Taylor Swift is facing a trademark infringement lawsuit filed by a Las Vegas entertainer who says the branding around Swift’s latest album is threatening to erase a brand she spent over a decade building. It’s a case that sounds like a long shot on the surface, but the legal foundation underneath it is more solid than you might expect.
The complaint, filed Monday in the U.S. District Court for the Central District of California, was brought by Maren Wade, a Las Vegas performer whose “Confessions of a Showgirl” brand originated as a column for Las Vegas Weekly in 2014 before evolving into a touring stage show. Wade has held a federal trademark on CONFESSIONS OF A SHOWGIRL since 2015. The complaint names four defendants: Swift, her rights management company TAS Rights Management, UMG Recordings, and UMG’s merch company Bravado.
Wade’s show is described in the complaint as featuring “candid and often humorous accounts of the challenges and absurdities of a career in the entertainment industry, from getting stuck inside a giant birthday cake to impersonating a Madonna impersonator.” It’s a niche, long-running act built around a specific identity, and that identity is now being tested against one of the biggest album rollouts in music history.
What the USPTO Already Said
The detail that gives Wade’s case real weight isn’t just the trademark. It’s that the U.S. Patent and Trademark Office already flagged this conflict before the lawsuit was ever filed. When Swift applied to register THE LIFE OF A SHOWGIRL as a trademark, the USPTO issued an initial refusal, citing potential confusion with Wade’s pre-existing mark. The application was also suspended separately over a conflict with an unrelated filing.
That’s significant. The USPTO’s refusal isn’t a court ruling, but it does signal that a federal agency already looked at both marks and found them close enough to raise concerns. Wade’s legal team is building on exactly that foundation.
Swift’s album, her twelfth studio release, dropped in October and immediately shattered records, selling 4 million equivalent album units in its first week in the U.S. and 5.5 million globally. That scale is central to Wade’s argument.

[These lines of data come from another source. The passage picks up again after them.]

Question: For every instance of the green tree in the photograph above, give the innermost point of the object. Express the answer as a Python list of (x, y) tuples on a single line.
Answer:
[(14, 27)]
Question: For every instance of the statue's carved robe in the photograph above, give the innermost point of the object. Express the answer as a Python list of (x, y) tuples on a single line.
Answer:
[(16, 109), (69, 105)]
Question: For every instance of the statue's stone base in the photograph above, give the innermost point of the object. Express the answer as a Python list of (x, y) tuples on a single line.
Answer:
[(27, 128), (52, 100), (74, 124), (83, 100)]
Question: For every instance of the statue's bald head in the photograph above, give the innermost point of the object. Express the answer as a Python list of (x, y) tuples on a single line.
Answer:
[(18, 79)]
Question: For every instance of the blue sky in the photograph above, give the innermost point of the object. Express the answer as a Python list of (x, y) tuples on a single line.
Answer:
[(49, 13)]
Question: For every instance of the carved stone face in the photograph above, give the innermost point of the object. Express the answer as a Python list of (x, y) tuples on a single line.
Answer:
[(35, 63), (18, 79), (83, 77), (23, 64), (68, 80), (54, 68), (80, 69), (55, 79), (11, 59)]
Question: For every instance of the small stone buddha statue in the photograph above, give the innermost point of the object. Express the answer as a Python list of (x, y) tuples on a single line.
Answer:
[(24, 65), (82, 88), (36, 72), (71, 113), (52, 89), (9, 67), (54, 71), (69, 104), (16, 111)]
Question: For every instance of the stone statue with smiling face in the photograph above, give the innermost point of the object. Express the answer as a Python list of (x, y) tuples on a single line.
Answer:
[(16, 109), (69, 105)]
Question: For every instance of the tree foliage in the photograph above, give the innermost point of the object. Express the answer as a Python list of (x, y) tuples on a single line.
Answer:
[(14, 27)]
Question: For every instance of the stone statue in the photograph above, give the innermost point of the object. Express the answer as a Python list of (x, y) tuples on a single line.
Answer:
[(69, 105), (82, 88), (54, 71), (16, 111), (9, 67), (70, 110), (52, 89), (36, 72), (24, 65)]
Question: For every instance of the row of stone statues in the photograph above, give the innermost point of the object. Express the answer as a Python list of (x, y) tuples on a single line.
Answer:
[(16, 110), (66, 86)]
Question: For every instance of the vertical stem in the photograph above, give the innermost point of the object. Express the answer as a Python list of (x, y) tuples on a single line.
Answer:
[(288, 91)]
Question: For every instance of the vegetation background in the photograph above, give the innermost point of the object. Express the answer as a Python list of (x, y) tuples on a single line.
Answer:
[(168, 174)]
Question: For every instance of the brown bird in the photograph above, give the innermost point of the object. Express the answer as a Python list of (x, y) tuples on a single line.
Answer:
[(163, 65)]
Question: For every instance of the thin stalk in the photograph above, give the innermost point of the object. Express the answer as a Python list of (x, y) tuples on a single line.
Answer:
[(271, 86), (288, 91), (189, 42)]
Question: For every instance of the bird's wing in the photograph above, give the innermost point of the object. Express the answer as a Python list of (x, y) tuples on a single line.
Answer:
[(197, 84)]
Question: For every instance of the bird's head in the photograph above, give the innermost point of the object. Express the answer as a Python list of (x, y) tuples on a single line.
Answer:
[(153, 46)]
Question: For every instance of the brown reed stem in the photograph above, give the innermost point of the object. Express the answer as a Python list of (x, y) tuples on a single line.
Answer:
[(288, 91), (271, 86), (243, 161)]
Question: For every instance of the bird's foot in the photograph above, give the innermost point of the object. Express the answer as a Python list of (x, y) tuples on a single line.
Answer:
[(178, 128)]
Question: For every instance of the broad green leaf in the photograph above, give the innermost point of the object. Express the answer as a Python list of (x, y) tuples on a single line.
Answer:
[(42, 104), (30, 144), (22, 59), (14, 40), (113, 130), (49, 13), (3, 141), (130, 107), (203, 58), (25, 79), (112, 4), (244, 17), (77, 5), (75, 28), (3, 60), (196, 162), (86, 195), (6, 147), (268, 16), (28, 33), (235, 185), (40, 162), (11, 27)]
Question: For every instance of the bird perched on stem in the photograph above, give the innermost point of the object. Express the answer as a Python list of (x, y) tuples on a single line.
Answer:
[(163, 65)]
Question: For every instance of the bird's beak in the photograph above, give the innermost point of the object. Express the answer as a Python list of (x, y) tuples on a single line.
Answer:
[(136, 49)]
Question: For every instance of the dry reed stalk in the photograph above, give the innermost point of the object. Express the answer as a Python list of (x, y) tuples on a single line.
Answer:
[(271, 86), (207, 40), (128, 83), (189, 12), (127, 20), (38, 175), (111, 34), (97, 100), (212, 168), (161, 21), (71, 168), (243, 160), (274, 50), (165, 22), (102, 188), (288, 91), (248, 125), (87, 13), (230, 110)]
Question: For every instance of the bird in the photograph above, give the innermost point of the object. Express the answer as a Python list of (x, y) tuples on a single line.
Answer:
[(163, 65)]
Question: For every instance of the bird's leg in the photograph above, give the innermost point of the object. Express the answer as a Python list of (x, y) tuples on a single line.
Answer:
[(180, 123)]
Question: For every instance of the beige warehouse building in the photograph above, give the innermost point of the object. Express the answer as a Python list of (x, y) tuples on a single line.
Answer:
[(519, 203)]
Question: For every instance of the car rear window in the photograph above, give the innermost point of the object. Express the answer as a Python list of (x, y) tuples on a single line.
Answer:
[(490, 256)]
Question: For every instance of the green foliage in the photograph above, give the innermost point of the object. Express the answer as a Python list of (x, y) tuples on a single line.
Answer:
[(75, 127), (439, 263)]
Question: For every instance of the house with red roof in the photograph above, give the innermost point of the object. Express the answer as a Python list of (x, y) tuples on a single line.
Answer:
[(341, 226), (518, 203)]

She alleges that Swift’s continued use of the name “drowns out” her trademark “until consumers begin to assume that the original is the imitation.” The complaint puts it plainly: “What Plaintiff had built over twelve years, Defendants threatened to swallow in weeks.”
The Irony Nobody Can Ignore
TMZ reports that Wade’s own social media account “seems to be very pro-Taylor,” featuring posts using Swift’s songs and hashtags. It’s the kind of detail that doesn’t help her optics, but it doesn’t necessarily undermine the legal argument either. You can be a fan of someone and still have a legitimate trademark claim against them. The law doesn’t require personal animosity. It requires that a mark exists, that it was registered, and that it’s being diluted or confused by another party’s use of a similar name.